Applicants to the Ph.D. Program in Accounting at The University of Texas at Austin are automatically considered for financial aid from a variety of University, McCombs School, and Departmental sources, as explained below. The program offers competitive financial aid packages to successful applicants, and contingent on satisfactory progress, all resident Ph.D. students in good standing generally continue to receive financial support throughout the program. Before accepting an offer of admission, a prospective Ph.D. student will receive a detailed description of the financial aid package we are able to provide to that student, both in the first year of the program and in subsequent years.
In general, there are three major types of direct financial assistance to resident Ph.D. students in accounting:
- half-time work appointments
- tuition assistance
- supplemental cash fellowships
Resident Ph.D. students in good standing generally receive all three. See below for details and other forms of assistance.
Types of Financial Assistance
Half-Time Work Appointments
Contingent on satisfactory progress, we are generally able to offer compensated half-time work appointments to all resident Ph.D. students in accounting during the fall, spring, and summer. These appointments can take the form of teaching assistant (TA), research assistant (RA), or assistant instructor of introductory accounting (AI). TA appointments involve assisting a professor's class with various activities such as grading and holding office hours for questions involving homework and/or cases. RA appointments involve assisting faculty research projects, which also helps Ph.D. students to learn the research process. Most students generally experience both TA and RA appointments during the course of the program. In addition, most students generally serve one term as an AI to teach an introductory accounting class and satisfy the program's teaching requirement. For more information on graduate appointments at the University of Texas at Austin, see the University's web site on resources for appointed graduate students.
Ph.D. students with half-time appointments (above) automatically qualify for in-state resident tuition. Even better, a half-time work appointment automatically confers a tuition bonus stipend that covers most or all of the student's annual tuition bill. Therefore, the Ph.D. program in accounting is essentially tuition-free. The student simply pays resident tuition as registration takes place, and then receives an offsetting tuition bonus as part of the remuneration for the student's appointment.

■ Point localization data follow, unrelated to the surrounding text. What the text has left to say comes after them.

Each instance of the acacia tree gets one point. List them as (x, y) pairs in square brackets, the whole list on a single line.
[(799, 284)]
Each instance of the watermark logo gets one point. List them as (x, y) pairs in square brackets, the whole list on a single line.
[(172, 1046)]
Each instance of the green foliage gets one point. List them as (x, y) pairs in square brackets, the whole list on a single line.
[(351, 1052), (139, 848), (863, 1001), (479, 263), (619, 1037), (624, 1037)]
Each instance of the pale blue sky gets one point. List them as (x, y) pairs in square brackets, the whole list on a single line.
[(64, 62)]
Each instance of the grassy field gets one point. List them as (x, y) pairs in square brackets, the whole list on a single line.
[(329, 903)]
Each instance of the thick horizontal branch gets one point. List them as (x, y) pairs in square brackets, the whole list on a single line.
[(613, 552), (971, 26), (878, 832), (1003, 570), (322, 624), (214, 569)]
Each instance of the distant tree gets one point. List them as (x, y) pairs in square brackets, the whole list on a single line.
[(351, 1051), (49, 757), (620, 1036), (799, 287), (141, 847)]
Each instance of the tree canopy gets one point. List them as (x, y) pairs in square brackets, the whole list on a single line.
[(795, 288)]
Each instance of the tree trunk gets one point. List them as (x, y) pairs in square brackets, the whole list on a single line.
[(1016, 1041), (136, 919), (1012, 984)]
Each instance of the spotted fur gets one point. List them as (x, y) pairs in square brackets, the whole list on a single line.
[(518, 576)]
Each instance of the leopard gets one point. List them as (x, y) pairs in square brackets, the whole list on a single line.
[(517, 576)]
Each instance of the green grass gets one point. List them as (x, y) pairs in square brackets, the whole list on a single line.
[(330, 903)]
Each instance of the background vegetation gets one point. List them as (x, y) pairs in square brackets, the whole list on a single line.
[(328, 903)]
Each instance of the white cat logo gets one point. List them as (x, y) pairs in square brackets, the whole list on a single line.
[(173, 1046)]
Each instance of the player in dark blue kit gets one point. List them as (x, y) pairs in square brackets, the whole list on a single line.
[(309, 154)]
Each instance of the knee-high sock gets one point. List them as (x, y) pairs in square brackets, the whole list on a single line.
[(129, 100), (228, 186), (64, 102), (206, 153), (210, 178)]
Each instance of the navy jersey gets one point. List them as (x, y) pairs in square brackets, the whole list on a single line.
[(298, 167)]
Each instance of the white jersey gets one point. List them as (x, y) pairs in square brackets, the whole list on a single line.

Supplemental Cash Fellowships
A variety of University, McCombs School of Business, Departmental, and private sources enables the Ph.D. Program in Accounting to provide supplemental cash fellowships to substantially all resident accounting Ph.D. students in good standing, for up to five years of doctoral study. Successful Ph.D. applicants are generally promised a base fellowship amount per year, contingent on satisfactory progress, and also have the opportunity to secure even more lucrative fellowships depending on the student's success in various University and private fellowship competitions. Historically, accounting doctoral students at UT-Austin have fared very well in these competitions, both at the University level and in private fellowship programs.
PhD Computer Initiative
The Ph.D. Program in Accounting provides each entering Ph.D. student with a desktop or laptop personal computer (student's choice) for use in the student's Ph.D. program. The computer belongs to the University, but is assigned to the student's exclusive use as long as the student remains in resident Ph.D. study at UT-Austin. We believe this initiative provides our accounting doctoral students with an important competitive advantage relative to other accounting doctoral programs that do not provide this benefit.
The program provides students with a modest expense account for program-related expenditures, and also provides proposal-based funding opportunities for out-of-pocket research costs.
Student Loans and Other Sources of Financial Aid
In addition to the program-specific sources of financial aid described above, Ph.D. students are also eligible for various subsidized student loans and other sources of financial aid that are available to all graduate students at the University of Texas at Austin.
Financial Aid FAQs
- How do I apply for financial aid?
All Ph.D. applicants to the Department of Accounting are automatically considered for financial aid, and generally, all resident Ph.D. students in good standing receive financial aid. This aid comes from a variety of University, School of Business, Departmental, and private sources.
- What sort of financial aid is available?
Resident Ph.D. students in accounting are generally offered half-time work appointments as a teaching assistant or research assistant. These appointments automatically confer bonuses that defray most or all of the in-state tuition cost, and all appointed Ph.D. students are automatically eligible for in-state tuition. In addition, the Program supplements half-time appointment compensation with various cash fellowships from a variety of sources. Applicants who are admitted to the program will receive a detailed description of the financial aid package we are able to offer.
- How much is tuition?
As explained above, half-time work appointments automatically confer bonuses that defray most or all tuition costs, although the exact amount of tuition varies somewhat depending upon the number of hours taken and any supplemental fees. Thus, as a practical matter, the program is essentially tuition-free for resident accounting Ph.D. students in good standing. The amount of this tuition benefit is currently about $9,000 per year.